The concept of a holistic education traces back to the 18th century, when philosophers such as Jean-Jacques Rousseau, Ralph Waldo Emerson and Henry Thoreau espoused the values of developing a person to become the very best they can be.
But it wasn’t until the mid-1980s in North America that the idea became fully recognised. Rebelling against the dominant ‘mechanistic’ worldview of mainstream education, the concept was then to serve as advocate for schools to cultivate the moral, emotional, physical, psychological and spiritual dimensions of the developing child.
Mexican sociologist and author on education, Ramón Gallegos Nava, describes it as “educating individuals to live responsibly in an emergent, sustainable culture,” and the avoidance of “erroneous educational decisions that could negatively affect the lives of our children and young people.”
As we stand on the brink of a technological revolution, continuing with an industrial-era, cookie-cutter education is to do a disservice to our children and students.
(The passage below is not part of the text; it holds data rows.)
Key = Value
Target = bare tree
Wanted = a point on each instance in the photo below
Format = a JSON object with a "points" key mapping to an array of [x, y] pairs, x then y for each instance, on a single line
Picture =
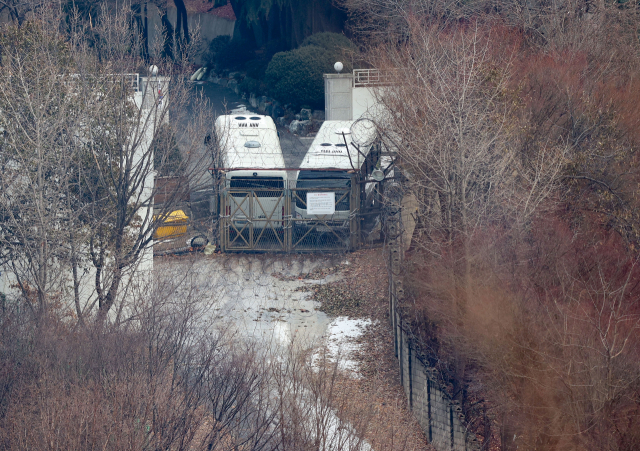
{"points": [[84, 125]]}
But this one-size-fits-all approach continues to dominate classrooms worldwide.
Because it’s 2018, we need to do more to provide the next generation with a personalised educational experience complete with the skills, values and characteristics needed to thrive in our knowledge economy.
Here are the different elements that make up holistic education, a factor that schools around the world should research and embrace:
1. A conducive learning space
“To assist a child, we must provide him with an environment which will enable him to develop freely,” said Dr. Maria Montessori, famed educator and founder of the Montessori method of education.
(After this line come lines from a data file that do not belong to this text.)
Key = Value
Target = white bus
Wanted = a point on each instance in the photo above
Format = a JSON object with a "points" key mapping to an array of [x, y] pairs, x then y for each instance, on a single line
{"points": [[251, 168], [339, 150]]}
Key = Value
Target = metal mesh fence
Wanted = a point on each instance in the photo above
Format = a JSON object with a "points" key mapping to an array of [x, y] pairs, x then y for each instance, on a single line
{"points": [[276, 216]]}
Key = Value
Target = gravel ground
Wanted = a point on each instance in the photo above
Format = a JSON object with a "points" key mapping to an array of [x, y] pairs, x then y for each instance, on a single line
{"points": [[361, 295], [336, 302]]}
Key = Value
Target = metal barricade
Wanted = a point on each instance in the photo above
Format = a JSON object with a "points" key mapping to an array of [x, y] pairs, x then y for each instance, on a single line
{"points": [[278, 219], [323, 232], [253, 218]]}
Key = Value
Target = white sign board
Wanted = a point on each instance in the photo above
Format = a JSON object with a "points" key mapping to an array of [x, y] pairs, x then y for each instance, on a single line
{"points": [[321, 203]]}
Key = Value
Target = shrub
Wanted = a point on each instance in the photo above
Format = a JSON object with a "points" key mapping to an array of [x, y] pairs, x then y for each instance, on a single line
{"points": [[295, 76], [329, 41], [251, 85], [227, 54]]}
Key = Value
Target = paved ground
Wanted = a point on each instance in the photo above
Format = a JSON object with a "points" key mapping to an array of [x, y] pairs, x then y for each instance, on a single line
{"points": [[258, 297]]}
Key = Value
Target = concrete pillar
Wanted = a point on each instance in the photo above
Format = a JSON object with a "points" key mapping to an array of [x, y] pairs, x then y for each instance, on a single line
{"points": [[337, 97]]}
For an idea of what this stimulating environment looks like, take a look at Danes Hill School campus – a top co-educational UK day and preparatory school set in 55 acres of landscaped grounds in the village of Oxshott, Surrey.
The Paddock is where stimulated thinking, inspiration and appreciation for nature takes place. In the school’s outdoor classroom, Forest School sessions are conducted for the Pre-Prep. The aim of this is to allow pupils to make the most out of the resources and materials available to develop an appreciation of the great outdoors.
2. An effective curriculum
At Danes Hill, learning is fun. As pupils in Pre-Prep – the first three years of school for those aged three to six years old – develop their language and numeracy skills, specialist staff ensure they enjoy the experience – this is the best way to absorb the school’s broad and balanced curriculum. This approach applies to other subjects studied, including the sciences, foreign languages, information and communication technology.
To personalise the curriculum to the individual’s strengths and weaknesses, class teachers collaborate with classroom and reading assistants to ensure each child’s development is monitored and promoted.
It’s an approach that bears fruit in an academic sense. In 2018, all Common Entrance pupils successfully gained entry to their chosen senior school. From the 28 different senior schools Danes Hill fed, 84 percent achieved A*, A and B grades.
3. Activities that educate the whole child
Danes Hill’s ethos is to ‘educate the whole child’ and as such, the school hosts many extra-curricular activities that help achieve this. Some examples include Middle School Mathematicians, Model Making, Mindfulness colouring, STEM Young Engineers, Stop Motion Animation, etc.
Sports and music have a significant impact in how a child grows in the cognitive, affective and physical learning domains. Activities like these build children’s social, emotional and physical skill, as well as initiative and creativity. They teach persistence, problem-solving, communication and collaboration.
The plethora of benefits explains Danes Hill’s investment in excellent on-site sporting facilities, and a dedicated team of specialist games teachers to provide expert coaching in a variety of team and individual sports. On top of this, over 360 children learn a musical instrument and take part in the orchestra, string orchestra, jazz band, smaller ensembles or its three choirs.
4. Pastoral care emphasised
Compassion and care matter. Identifying pupils based on their grades can be damaging to their self-worth. It advertently punishes them for being different, giving the ‘wrong’ answer or taking risks.
This is why every child at Danes Hill Upper School gets a tutor and form teacher with whom he or she meets daily. Not only do they monitor pupils’ progress closely throughout the year, but they’re always on hand to provide encouragement and support as required.
Teachers and administrators make it a point to maintain good communication with parents since the provision of a holistic education is a team effort, with home and school journeying together for the benefit of the child.